Wash 1 cup of tuvar dal (yellow pigeon peas lentil) a few times with water until the water runs clear. Add it to a pressure cooker along with salt to taste, ½ teaspoon turmeric powder and 2 cups of water.
Cook the dal on high heat for one whistle and then simmer the heat to low and cook for another 2 whistles.
Remove the cooker from heat and let the pressure release naturally. Once the pressure is released, open the lid of the cooker and whisk the dal using a wire whisk.
Add 300 ml milk, 2 tbsp yogurt, and 2 tablespoon heavy cream to the cooker and mix everything well.
Cook on low heat until it thickens a bit.
Heat 3 tablespoon ghee in a small pan.
Once the ghee is hot, add 1 teaspoon cumin seeds. Fry for 20 seconds. Add 1 teaspoon chopped ginger, 2 teaspoon chopped garlic, and 2 teaspoon chopped green chilies and fry for a few seconds.

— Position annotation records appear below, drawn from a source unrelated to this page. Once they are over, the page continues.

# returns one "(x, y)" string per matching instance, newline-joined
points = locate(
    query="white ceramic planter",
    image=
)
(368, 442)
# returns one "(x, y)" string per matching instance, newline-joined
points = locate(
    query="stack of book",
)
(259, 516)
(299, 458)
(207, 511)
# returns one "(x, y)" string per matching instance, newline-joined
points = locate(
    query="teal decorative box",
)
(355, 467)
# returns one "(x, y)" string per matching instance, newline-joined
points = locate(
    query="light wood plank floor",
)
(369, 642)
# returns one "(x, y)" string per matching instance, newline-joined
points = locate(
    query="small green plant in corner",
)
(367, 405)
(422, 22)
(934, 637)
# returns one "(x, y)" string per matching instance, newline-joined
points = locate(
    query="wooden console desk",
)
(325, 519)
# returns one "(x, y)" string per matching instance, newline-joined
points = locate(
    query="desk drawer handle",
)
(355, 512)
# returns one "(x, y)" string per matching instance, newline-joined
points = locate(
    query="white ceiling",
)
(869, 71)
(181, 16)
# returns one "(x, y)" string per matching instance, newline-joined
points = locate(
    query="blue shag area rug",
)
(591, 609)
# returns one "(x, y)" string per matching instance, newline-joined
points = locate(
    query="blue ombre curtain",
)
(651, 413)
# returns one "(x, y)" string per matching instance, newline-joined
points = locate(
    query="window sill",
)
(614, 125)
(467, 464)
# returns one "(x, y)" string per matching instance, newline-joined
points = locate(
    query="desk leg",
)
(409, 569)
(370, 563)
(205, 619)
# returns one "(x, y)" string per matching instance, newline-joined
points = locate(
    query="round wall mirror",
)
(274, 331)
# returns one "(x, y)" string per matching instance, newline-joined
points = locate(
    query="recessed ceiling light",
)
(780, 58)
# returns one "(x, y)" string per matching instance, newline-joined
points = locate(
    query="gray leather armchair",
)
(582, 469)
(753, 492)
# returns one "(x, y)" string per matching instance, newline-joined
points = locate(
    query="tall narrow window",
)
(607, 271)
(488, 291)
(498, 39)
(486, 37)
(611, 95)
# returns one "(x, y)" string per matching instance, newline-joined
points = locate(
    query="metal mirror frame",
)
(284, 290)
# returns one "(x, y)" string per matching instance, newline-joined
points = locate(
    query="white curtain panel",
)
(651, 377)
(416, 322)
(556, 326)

Add ½ cup chopped onion and 2-3 dry red chilies and fry on medium-high heat till onions are slightly browned. Keep stirring at regular intervals.
Switch off the heat and add 1 teaspoon red chili powder to the pan. If the heat is not switched off, red chili powder will burn and will give a very bad taste.
Pour this tadka immediately over the dal. We don’t want the chili powder to burn. Mix well and serve hot.
Notes
You can give a coal dhungar to the dal for a smoky flavor.